E' un'altra Boston quella che scende in campo all'American Airlines Arena. La secca e bruciante sconfitta subita in gara 1 ha sicuramente scosso gli uomini di Doc Rivers che sono scesi sul parquet di Miami carichi del leggendario “Boston Pride”. E difatti si vede subito dalle prime battute che i biancoverdi non sono venuti per farsi di nuovo bistrattare da Lebron e soci. Eppure a fine serata saranno gli Heat a festeggiare. Partenza fortissima e allungo subito nei primi due quarti con Rondo a fare da mattatore. Impressionante partita del play di Kentucky che fa il career high con 44 punti e condendo il tutto da 10 assist e 8 rimbalzi. Fino all'inizio del terzo quarto Boston sembra in totale controllo ma nel terzo quarto Miami si sveglia e ricuce il gap andando anche avanti, Boston è brava a non perdere la testa e nonostante le sfuriate offensive di James (34 e 10) riesce a stare a incollata agli Heat giocando un basket magari non veloce come quello di Miami ma solido grazie all'enorme esperienza della starting lineup. Il quarto quarto è un continuo saliscendi nel punteggio con le due squadre che piu volte si superano fino al pari negli ultimi secondi con la tripla di Ray Allen e Lebron che sbaglia il tiro della potenziale vittoria. Si va all'overtime ed è una sfida personale tra Rondo e Wade, il quale realizza una serie di canestri ad altissimo coefficente di difficoltà e di spettacolarità che mandano in visibilio il pubblico di Miami.
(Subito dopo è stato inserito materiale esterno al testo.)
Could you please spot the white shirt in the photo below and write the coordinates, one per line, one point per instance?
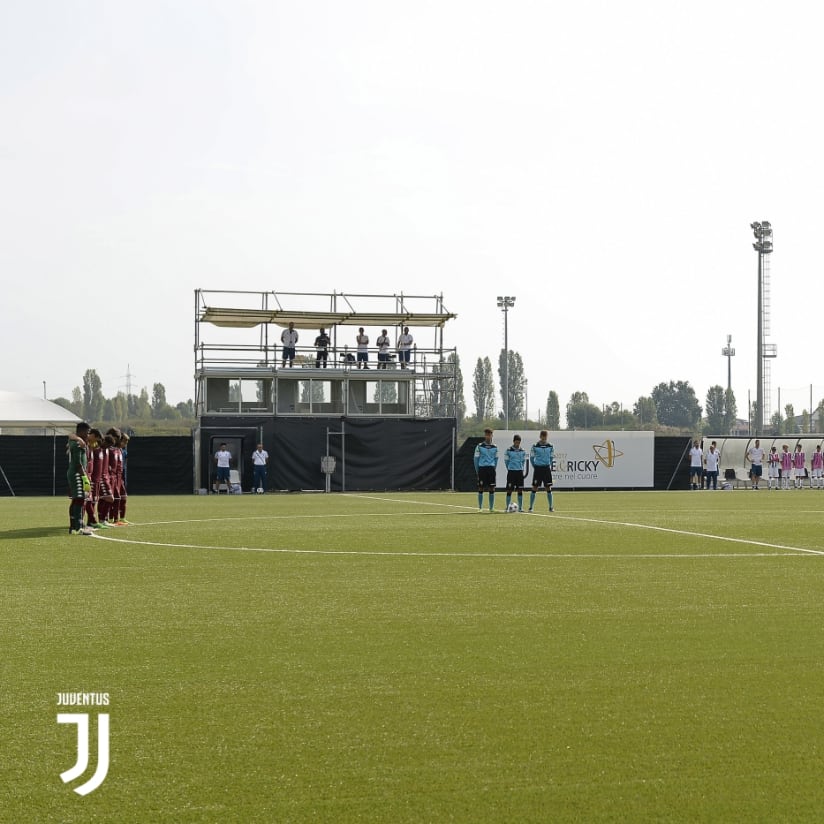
(756, 455)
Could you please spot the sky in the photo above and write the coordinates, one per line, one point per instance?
(600, 161)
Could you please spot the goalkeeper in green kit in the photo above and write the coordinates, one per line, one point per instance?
(78, 479)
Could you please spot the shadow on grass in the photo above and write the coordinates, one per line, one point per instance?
(34, 532)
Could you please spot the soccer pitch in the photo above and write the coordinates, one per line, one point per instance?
(633, 656)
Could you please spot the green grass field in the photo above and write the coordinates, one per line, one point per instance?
(403, 658)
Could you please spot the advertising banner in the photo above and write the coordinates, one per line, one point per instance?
(597, 460)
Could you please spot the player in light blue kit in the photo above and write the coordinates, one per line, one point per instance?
(486, 463)
(542, 454)
(517, 465)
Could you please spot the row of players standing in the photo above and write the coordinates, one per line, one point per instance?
(289, 338)
(96, 476)
(785, 469)
(541, 454)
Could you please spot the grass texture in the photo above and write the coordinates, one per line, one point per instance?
(404, 658)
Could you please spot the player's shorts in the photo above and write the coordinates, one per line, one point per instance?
(514, 479)
(76, 491)
(486, 477)
(541, 475)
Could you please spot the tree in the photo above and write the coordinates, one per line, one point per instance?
(186, 408)
(158, 399)
(460, 403)
(676, 405)
(93, 399)
(483, 390)
(553, 411)
(730, 411)
(515, 377)
(645, 412)
(715, 411)
(581, 414)
(790, 424)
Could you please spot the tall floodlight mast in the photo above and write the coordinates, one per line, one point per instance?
(763, 246)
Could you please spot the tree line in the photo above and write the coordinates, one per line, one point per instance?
(89, 402)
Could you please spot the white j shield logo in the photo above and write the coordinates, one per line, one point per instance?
(82, 721)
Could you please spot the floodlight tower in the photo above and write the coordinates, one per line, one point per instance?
(763, 246)
(505, 303)
(728, 352)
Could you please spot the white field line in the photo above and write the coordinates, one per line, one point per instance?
(778, 549)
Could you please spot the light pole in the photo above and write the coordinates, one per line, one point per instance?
(763, 235)
(505, 303)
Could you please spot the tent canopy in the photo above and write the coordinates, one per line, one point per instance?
(18, 411)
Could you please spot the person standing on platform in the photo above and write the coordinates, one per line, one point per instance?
(384, 345)
(362, 340)
(289, 339)
(405, 342)
(321, 350)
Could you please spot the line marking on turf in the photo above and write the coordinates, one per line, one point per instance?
(556, 516)
(468, 555)
(780, 550)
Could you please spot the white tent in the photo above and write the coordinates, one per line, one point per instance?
(18, 411)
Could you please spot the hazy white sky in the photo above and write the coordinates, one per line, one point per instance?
(600, 161)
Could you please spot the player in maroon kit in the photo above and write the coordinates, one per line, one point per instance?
(98, 503)
(124, 451)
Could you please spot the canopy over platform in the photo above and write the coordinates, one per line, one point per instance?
(343, 310)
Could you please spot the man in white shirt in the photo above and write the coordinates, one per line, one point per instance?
(223, 459)
(289, 339)
(404, 347)
(755, 456)
(384, 345)
(696, 466)
(260, 458)
(362, 339)
(711, 460)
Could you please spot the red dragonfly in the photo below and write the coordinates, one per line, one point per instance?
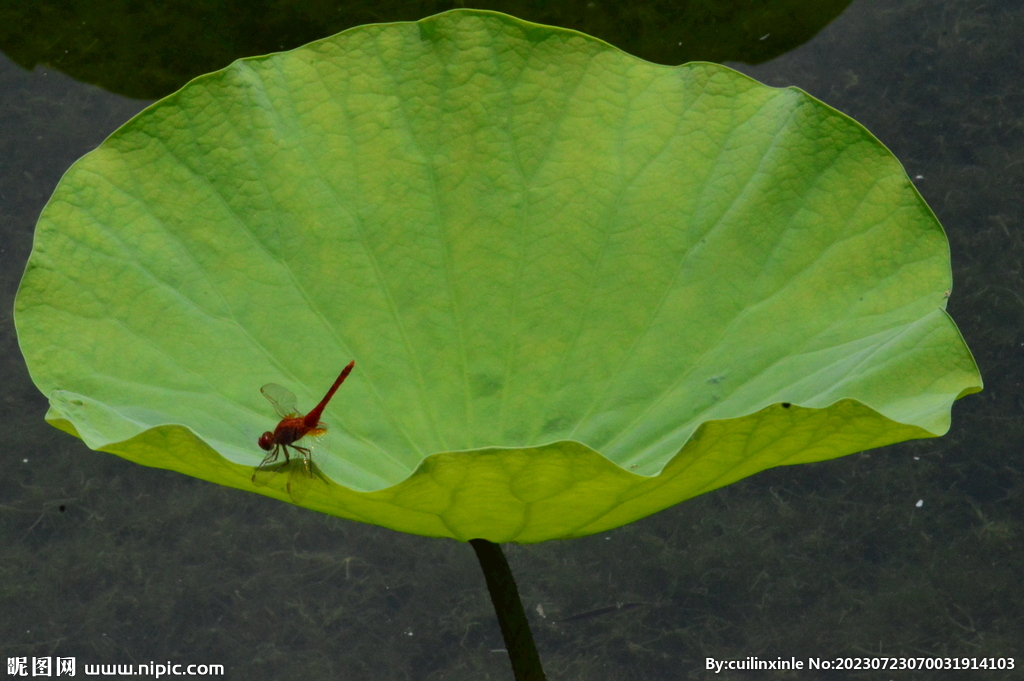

Gli Heat ci credono di piu e riescono ad allungare sfruttando anche i viaggi in lunetta. Ed è proprio Wade (23) che firma gli ultimi punti e da la vittoria ai suoi portando la serie sul 2 a 0.

 

Nonostante la sconfitta Boston è apparsa decisamente piu in palla di gara 1 grazie anche all'enorme prestazione di Rondo che mette insieme  44 punti  tirando 16/24 dal campo 10/12 ai liberi e firmando una delle piu grandi prestazioni nella storia dei playoff anche perchè è l'unico giocatore ad aver messo insieme più di 40 punti 10 assist e 8 rimbalzi in una partita di post season. Nonostante questo Boston non è riuscita a portare a casa una partita che avrebbe sicuramente meritato. A Boston continua a mancare Ray Allen che, nonostante la tripla del pareggio alla fine dell'ultimo quarto non sta affatto giocando dei buoni playoff mentre Miami oltre al solito micidiale duo James – Wade sta avendo tantissimo dal proprio play Mario Chalmers che anche ieri impreziosisce la sua partita con 22 punti dimostrando che Miami non è solo il big duo.

 

“E' andata come è andata. Lebron da solo ha preso 24 liberi, noi come totale squadra 29. Non ti puoi mai distrarre con loro, dobbiamo solo rimetterci a lavorare e non pensarci.” Queste le parole di un visibilmente deluso Doc Rivers a fine partita. Gli Heat sono 6 – 0 negli overtime in post season, segnale di una grande concentrazione e mentalità vincente. Gara 3 sarà ora fondamentale e si giocherà venerdì a Boston aspettando il ritorno di Chris Bosh che si sta riprendendo dallo stiramento addominale. Non è detto che venerdì sia già in campo ma se dovesse farcela non è la migliore delle notizie per i Celtics, ai quali la serie sta scappando di mano.